You can find the details of the Term 2 Covid Operational Plan at: COVID-safe schools plan for Term 2 now available - The Department of Education Tasmania. A feature of the plan is we are to keep our high levels of ventilation throughout all rooms. This will of course be a challenge with windows open etc in the colder months but if it means that heaters will be on and windows open, then that’s what we have been advised to do to make it happen. We have received new tower fans for every classroom to be used to aid ventilation and we have received a number of new air purifiers that will help aid the air quality throughout this term. Please note that as of Monday May 1, the ‘close contact’ rule does not apply for household contacts, but you should be aware of other precautions in place from Public Health on this matter. Students will soon be given a pack of 5 RAT tests to make sure you are able to comply with the new close contact rules. If you require additional RAT tests, they are available at the front office on request. Masks are still required to be worn inside schools this term.

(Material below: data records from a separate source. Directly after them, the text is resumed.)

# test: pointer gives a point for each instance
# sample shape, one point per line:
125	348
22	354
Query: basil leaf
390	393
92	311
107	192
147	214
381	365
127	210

One of our priorities in this year’s school improvement plan is ‘Inquiry’, which we describe in our Strategic Plan as “Learners are engaged in wondering, discovering, making meaning, transferring understanding and reflecting on their thinking”. As we know, for students to be active participants in the 21st century, we must do more than simply provide knowledge. We provide students with the assets for learning that will equip them to engage in learning throughout life. These evidence-based assets include being able to think deeply and creatively (Thinking), to communicate effectively in a wide range of ways (Communication), to research critically and efficiently (Research), to collaborate with others (Collaboration), and to manage all this with initiative, confidence and independence (Self-management). All students from Kinder to Grade 6 have been developing these ‘Learning Assets’ and we are looking forward to sharing their work with you this year.